# 느끼하다



## ilydork

I've been saying "butter-y" with my nose all scrunched up and some wild gestures to get the meaning through, and it worked... 
It's weird, in the whole five years of living in Canada, NOBODY has said something like that to describe people.

So IS there a phrase/word/etc in English that translates to "느끼하다"?
Oh, and also for both meanings: 느끼하다 as in food _and _as in people.

Such an awkward question! x]


----------



## maghanish2

I am not completely familiar with the use of 느끼하다 as it is used regarding people, but I might translate it as "greasy" or "oily"?  For example, tell me if I used the word correctly here:

그는 느끼한 미소로 웃었어요 = he smiled with a greasy/oily smile?
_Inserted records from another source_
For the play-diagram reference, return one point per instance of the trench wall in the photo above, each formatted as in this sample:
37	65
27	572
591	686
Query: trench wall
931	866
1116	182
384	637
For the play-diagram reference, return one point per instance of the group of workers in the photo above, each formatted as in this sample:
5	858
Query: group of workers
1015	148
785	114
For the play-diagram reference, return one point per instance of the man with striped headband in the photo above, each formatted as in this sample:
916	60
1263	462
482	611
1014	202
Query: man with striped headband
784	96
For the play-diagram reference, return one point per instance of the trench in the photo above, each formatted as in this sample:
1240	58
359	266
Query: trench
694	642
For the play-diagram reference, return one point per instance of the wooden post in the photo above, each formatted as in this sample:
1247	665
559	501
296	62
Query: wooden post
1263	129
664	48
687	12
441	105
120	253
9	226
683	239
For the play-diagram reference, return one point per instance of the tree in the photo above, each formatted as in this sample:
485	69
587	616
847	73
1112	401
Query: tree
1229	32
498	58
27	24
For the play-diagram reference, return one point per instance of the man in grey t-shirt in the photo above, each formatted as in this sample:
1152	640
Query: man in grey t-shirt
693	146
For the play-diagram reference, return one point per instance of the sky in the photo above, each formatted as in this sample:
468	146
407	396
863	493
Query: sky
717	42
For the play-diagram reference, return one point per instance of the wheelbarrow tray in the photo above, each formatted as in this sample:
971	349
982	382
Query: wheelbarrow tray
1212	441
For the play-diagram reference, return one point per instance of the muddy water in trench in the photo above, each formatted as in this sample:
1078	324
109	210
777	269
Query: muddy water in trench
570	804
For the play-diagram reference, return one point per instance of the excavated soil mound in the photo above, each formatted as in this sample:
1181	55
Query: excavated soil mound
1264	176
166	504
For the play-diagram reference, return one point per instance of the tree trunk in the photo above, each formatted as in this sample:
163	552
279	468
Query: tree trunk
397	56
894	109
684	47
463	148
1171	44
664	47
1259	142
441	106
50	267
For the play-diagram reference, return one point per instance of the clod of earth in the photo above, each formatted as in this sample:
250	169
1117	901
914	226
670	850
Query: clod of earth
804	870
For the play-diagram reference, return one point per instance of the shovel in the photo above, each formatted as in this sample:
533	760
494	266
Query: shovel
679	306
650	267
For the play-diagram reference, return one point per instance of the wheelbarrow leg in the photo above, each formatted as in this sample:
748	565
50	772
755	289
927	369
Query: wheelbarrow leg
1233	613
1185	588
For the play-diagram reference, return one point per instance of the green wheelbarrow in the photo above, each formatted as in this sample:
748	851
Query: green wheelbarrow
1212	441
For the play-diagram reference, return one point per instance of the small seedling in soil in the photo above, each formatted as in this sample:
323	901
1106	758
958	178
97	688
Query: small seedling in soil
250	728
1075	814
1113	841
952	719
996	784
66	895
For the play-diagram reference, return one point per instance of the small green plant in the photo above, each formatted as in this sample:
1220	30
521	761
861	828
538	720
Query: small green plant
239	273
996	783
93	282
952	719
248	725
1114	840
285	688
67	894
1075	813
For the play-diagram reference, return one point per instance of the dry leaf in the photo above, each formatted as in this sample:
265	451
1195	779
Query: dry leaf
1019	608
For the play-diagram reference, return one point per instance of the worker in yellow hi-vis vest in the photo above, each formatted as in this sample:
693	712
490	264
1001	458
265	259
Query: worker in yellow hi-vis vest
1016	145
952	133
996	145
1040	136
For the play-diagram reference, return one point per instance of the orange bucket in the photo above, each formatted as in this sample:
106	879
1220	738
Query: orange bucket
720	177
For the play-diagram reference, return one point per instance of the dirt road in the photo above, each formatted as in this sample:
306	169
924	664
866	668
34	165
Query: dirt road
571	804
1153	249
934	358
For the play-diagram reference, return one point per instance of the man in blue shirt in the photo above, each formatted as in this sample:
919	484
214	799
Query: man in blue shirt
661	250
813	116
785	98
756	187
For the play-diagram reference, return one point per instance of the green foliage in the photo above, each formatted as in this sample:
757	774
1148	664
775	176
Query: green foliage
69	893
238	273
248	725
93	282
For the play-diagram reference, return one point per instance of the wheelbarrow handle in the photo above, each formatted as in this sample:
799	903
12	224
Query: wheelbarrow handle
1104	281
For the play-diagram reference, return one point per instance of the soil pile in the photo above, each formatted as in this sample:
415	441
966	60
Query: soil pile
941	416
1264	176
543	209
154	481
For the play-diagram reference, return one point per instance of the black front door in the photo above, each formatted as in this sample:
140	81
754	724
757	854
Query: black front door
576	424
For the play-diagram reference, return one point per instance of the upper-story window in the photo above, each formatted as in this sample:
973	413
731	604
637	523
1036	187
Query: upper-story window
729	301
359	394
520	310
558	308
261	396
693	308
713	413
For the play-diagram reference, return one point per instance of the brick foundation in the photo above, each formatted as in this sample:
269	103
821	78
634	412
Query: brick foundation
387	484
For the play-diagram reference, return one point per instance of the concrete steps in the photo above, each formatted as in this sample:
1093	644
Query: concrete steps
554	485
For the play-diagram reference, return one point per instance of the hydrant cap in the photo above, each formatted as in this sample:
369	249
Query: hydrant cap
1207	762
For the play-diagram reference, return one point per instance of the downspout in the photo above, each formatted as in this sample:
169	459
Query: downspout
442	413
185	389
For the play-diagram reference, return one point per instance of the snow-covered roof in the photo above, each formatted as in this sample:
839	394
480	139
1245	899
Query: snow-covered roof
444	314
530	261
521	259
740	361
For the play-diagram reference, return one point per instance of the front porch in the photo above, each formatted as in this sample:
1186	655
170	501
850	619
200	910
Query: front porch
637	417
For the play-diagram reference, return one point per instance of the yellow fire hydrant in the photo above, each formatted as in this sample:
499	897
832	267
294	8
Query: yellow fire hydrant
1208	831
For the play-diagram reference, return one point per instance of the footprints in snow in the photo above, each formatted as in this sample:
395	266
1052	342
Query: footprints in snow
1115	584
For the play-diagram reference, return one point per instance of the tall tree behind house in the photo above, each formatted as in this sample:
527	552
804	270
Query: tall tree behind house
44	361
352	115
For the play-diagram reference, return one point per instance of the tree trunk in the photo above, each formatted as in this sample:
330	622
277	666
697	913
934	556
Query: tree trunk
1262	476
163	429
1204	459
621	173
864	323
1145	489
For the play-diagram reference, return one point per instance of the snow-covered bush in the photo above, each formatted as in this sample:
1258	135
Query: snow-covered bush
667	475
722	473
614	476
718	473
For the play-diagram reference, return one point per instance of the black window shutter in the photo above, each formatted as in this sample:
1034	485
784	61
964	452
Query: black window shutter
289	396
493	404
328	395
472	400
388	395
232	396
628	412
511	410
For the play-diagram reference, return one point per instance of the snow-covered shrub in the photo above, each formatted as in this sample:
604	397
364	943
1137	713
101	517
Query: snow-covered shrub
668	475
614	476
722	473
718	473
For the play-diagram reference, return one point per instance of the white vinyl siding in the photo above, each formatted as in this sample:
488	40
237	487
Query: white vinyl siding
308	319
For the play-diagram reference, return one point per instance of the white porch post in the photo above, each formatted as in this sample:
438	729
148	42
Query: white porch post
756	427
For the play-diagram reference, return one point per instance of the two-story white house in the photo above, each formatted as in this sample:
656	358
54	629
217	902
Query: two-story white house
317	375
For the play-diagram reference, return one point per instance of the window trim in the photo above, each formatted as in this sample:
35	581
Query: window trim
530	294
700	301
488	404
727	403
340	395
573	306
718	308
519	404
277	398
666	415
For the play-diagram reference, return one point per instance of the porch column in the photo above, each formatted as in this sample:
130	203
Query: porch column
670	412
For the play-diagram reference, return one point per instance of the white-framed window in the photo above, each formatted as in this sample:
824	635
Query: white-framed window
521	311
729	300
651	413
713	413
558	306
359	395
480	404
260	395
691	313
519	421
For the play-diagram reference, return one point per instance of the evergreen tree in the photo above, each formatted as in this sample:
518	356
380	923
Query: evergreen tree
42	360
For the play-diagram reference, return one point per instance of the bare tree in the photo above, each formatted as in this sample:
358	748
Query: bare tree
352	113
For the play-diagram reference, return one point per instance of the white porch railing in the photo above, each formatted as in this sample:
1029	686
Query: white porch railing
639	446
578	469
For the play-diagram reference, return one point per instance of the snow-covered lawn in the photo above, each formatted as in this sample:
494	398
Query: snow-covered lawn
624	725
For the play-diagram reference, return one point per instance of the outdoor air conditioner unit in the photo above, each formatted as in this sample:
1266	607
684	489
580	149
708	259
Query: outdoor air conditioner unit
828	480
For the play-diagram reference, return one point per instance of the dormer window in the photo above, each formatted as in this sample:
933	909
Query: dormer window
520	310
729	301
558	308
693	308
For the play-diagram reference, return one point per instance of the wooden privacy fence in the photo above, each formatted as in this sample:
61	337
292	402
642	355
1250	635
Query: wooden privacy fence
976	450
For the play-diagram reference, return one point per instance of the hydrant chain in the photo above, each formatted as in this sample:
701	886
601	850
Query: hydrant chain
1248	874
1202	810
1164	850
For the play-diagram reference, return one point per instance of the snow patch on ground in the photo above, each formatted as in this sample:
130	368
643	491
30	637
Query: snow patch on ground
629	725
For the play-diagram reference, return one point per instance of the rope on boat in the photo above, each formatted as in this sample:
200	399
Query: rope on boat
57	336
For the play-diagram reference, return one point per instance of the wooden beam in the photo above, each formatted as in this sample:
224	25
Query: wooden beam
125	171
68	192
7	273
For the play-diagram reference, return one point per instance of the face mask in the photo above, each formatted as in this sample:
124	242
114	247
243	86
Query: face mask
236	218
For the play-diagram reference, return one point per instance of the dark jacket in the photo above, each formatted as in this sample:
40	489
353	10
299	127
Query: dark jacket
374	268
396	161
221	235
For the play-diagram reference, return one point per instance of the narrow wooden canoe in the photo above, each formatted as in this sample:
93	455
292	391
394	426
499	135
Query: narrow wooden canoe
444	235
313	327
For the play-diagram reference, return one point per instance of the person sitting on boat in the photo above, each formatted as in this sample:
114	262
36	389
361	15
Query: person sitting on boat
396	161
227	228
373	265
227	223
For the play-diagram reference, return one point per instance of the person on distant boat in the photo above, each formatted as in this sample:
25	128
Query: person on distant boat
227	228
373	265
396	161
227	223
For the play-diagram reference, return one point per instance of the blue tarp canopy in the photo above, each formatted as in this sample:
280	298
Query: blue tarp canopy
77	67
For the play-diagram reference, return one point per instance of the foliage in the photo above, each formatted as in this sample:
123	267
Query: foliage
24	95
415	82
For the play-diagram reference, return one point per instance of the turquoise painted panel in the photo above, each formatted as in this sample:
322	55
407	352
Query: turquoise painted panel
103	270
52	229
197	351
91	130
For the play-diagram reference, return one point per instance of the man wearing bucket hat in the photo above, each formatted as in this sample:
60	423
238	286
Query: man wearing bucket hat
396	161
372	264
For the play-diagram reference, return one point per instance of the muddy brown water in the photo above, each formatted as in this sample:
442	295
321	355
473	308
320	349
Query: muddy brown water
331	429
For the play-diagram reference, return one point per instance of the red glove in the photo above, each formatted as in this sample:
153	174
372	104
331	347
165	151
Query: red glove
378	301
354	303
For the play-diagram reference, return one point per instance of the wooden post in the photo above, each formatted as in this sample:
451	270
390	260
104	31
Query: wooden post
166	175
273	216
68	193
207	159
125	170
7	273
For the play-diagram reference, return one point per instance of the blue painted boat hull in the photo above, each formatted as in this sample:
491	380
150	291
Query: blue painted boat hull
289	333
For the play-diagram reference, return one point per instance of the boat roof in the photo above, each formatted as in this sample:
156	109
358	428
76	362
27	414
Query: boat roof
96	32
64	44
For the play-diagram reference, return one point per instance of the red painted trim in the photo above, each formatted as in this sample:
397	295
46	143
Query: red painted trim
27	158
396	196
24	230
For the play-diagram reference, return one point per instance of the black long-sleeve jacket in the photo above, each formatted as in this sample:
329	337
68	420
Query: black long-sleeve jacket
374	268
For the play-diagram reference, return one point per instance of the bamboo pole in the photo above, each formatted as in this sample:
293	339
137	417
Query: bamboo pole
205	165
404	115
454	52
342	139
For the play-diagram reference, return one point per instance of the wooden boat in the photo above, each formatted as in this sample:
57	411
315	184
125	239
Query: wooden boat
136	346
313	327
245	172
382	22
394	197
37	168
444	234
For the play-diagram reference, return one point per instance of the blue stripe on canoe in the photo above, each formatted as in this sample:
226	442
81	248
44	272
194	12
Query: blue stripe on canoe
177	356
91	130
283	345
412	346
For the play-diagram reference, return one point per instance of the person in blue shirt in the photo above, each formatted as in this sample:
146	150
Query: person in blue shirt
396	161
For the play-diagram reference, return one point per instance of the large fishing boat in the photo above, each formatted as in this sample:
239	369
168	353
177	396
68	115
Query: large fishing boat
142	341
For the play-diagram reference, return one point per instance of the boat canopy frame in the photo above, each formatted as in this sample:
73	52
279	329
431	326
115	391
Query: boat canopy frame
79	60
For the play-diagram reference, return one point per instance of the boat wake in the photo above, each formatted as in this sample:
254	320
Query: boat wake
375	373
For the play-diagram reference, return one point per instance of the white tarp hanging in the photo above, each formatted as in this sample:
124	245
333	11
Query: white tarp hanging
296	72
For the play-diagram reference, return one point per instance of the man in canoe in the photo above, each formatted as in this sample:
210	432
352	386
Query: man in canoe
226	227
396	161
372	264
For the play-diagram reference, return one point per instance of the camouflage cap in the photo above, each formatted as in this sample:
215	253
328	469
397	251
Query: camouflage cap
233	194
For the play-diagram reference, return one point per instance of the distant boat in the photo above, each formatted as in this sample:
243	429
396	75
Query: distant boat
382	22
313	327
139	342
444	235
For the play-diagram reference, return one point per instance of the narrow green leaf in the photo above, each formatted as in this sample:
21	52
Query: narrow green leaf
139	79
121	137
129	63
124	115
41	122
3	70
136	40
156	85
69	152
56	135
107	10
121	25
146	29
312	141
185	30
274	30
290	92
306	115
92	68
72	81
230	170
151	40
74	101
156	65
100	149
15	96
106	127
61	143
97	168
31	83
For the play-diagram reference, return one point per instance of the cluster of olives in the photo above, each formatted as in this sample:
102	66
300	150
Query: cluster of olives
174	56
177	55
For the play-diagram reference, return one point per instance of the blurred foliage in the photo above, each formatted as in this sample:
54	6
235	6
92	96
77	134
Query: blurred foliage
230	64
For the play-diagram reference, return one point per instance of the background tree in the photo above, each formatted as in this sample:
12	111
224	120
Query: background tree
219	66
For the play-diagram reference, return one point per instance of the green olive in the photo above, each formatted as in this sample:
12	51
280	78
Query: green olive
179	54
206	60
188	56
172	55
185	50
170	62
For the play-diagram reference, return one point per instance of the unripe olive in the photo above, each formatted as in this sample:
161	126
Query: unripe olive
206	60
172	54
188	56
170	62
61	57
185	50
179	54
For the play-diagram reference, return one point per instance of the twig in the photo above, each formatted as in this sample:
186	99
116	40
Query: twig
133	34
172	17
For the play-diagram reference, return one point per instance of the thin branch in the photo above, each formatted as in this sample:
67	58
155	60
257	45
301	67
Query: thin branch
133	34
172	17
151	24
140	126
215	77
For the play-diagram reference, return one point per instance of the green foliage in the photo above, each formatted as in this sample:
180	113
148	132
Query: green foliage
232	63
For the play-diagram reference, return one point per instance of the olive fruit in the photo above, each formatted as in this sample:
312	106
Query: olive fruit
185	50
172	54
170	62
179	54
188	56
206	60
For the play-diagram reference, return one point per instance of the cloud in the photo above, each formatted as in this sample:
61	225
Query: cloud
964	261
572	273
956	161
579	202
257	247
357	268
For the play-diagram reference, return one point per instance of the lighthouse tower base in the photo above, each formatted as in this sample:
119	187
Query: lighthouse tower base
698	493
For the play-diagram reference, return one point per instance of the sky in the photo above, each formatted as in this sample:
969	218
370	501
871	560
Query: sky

I'm not sure, but hopefully it can help a bit!  도움이 됬으면 좋겠어요!


----------



## coffee99

Could 느끼하다 mean 'sleazy' when referring to people??

For food I would say oily or greasy. Eg, This pizza is really greasy. 

도움이 돼면 좋겠네요 ^^


----------



## mistercomposer

Some Koreans try to directly translate it into "oily" but there is no direct translation and would not be used for people, so it sounds very strange.  You would definitely no use "buttery."   You could say "sleazy" or "slimy" to get the same point across.


----------



## oloekis

ilydork said:


> I've been saying "butter-y" with my nose all scrunched up and some wild gestures to get the meaning through, and it worked...
> It's weird, in the whole five years of living in Canada, NOBODY has said something like that to describe people.
> 
> So IS there a phrase/word/etc in English that translates to "느끼하다"?
> Oh, and also for both meanings: 느끼하다 as in food _and _as in people.
> 
> Such an awkward question! x]


 
'greasy' or 'oily' or 'rich' for the meaning as in food.
'smarmy' or 'unctuous' or 'buttery' for the meaning as in people.

I think it's good question. It's not awkward at all


----------



## terredepomme

Just a correction:



> 도움이 됬으면 좋겠어요!


->됐으면(되었으면)



> 도움이 돼면 좋겠네요 ^^


->되면

This is a tricky grammatical issue, Koreans make the same mistake every time.


----------